In the wonderfully perverse logic that seems to govern the Zellner Brothers’ films, and by extension their careers, it only makes sense that they would make a western to follow-up their previous film, an Eastern – “Kumiko: The Treasure Hunter,” which followed Rinko Kikuchi from Japan to North Dakota, searching for the bounty left by the thieves in the Coen Brothers’ “Fargo,” gently confronting cultural differences as she made her way through the heartland snow. If one didn’t know better, you’d even suspect the string accompaniment that that follows Robert Pattinson’s Samuel Alabaster into a shantytown just off the shore, with a distinctly Asian bent, in “Damsel,” might be a sly way of connecting the two, as the Zellners’ embark on another tale of conquering loneliness wrapped in the guise of a crafty comedy. But “Damsel” seems even larger in scope than the epic “Kumiko,” not because it features the duo’s most famous stars to date in Pattinson and Mia Wasikowska, but beyond taking advantage of the sweeping vistas of the Old West by shooting in as wide a frame as a camera will allow, the film gets its arms around a bigger idea – the trouble with romanticizing anything or anyone too much, including the genre it is a part of.

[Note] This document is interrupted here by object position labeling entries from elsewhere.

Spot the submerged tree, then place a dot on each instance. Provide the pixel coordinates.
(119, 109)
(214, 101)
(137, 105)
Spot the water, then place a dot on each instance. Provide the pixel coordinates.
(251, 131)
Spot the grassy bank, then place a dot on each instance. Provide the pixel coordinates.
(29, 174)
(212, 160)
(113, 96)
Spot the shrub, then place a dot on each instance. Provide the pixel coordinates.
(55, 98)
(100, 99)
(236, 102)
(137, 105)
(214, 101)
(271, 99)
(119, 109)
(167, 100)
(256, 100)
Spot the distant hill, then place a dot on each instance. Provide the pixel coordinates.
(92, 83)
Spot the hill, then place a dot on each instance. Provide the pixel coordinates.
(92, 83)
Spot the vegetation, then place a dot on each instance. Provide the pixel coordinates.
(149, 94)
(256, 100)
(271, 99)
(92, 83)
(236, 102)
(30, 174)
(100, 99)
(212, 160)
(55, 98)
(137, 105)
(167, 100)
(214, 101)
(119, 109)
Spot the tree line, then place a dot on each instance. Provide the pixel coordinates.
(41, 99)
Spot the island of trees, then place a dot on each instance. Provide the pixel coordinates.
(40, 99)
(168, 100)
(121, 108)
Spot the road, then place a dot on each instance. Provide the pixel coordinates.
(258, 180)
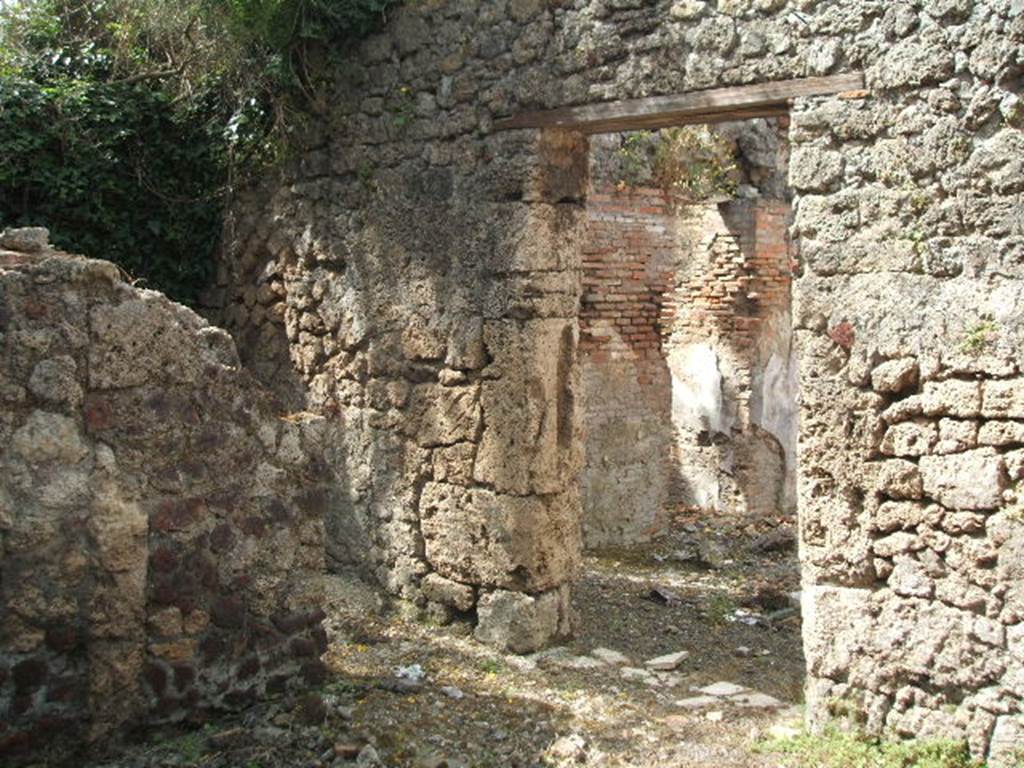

There’s no denying that the Zellners have plenty of love for films set on the frontier, building in quiet nods to the slow, intimate zooms in Robert Altman’s “McCabe & Mrs. Miller” and the sound design involved in the shootouts in Sam Peckinpah’s “The Wild Bunch” where the ricochet of bullets could be augmented with a choice dissonant squeal followed by silence. They also clearly adore the lingo and the colloquialisms, throwing around words like the “doggone” variation “dagbone” as if it were confetti. But they find considerable humor in imagining how it wasn’t much fun to walk around in boots full of rocks or to know enough about knots in order to properly tie a noose, and they have no affection whatsoever for the way the West was won, observing displaced Chinese immigrants, likely brought in to work on the railroad, shuffle along in an arrow-riddled wagon and those arrows coming from Native Americans who found themselves displaced by Europeans.
“It’s all injun country, isn’t it?” Samuel casually replies when asked if he’s approaching Native American land, but pays no mind, driven by love to forge ahead. Samuel is single-minded in his pursuit of his beloved Penelope (Wasikowska), dragging a miniature horse named after her favorite candy (“Butterscotch”) across the ocean and beyond to take her hand in marriage. Enlisting the services of Parson Henry, a man of God who can officiate the wedding, he sets out to reunite with Penelope to get hitched after two years apart, but there’s a slight hitch – she was kidnapped and in hiring Parson Henry to come with him (for $150 proper legal tender), he isn’t only asking for his ability to consecrate a union in the eyes of the Lord, but serve as his lookout while he rescues his fiancee.
Although the two met at a literal cakewalk, retrieving Penelope is anything but for Samuel, and not necessarily for the reasons that you would think, which is when the Zellners’ shrewdly show Samuel experiencing the same disillusionment as the audience for portraying the West as it really was rather than what it’s remembered to be too often. Still, the brothers craft a world you want to spend as much time in as possible, making the scene where Samuel is mapping out how he will abscond with Penelope while evading her captors, using found objects from around the campfire, as enjoyable as when you see the actual escape play out. Part of the fun is seeing Pattinson cut loose as Samuel, embracing the role of a moony-eyed numskull with complete conviction while Wasikowska is enjoyably feisty as Penelope.
Yet David Zellner, who was so touching as a kind-hearted deputy officer in “Kumiko,” emerges as the MVP of “Damsel,” with Parson Henry gradually edging into the center of the film as Samuel’s plans fall apart. Hopelessly lonely, he’s comforted only by alcohol, which is never played for laughs (and becomes one of the most tender-hearted depictions of dependency in recent memory) and Zellner deftly handles playing both a bewildered travel companion to Samuel and a lost soul still reeling from when his wife died in childbirth. (It’s also delightful to see brother Nathan show up as one of Penelope’s burly kidnappers.) While “Damsel” is bittersweet, it’s truly a joy to behold, a showcase for the Zellners’ zesty wit, Pattinson and Wasikowska at their most winning and a charming new addition to the writer/directors’ (literal) stable of animal stars with the miniature horse Butterscotch, who practically runs off with the film. Fortunately, the staying power of what the Zellners have made is simply too strong.
“Damsel” does not yet have U.S. distribution.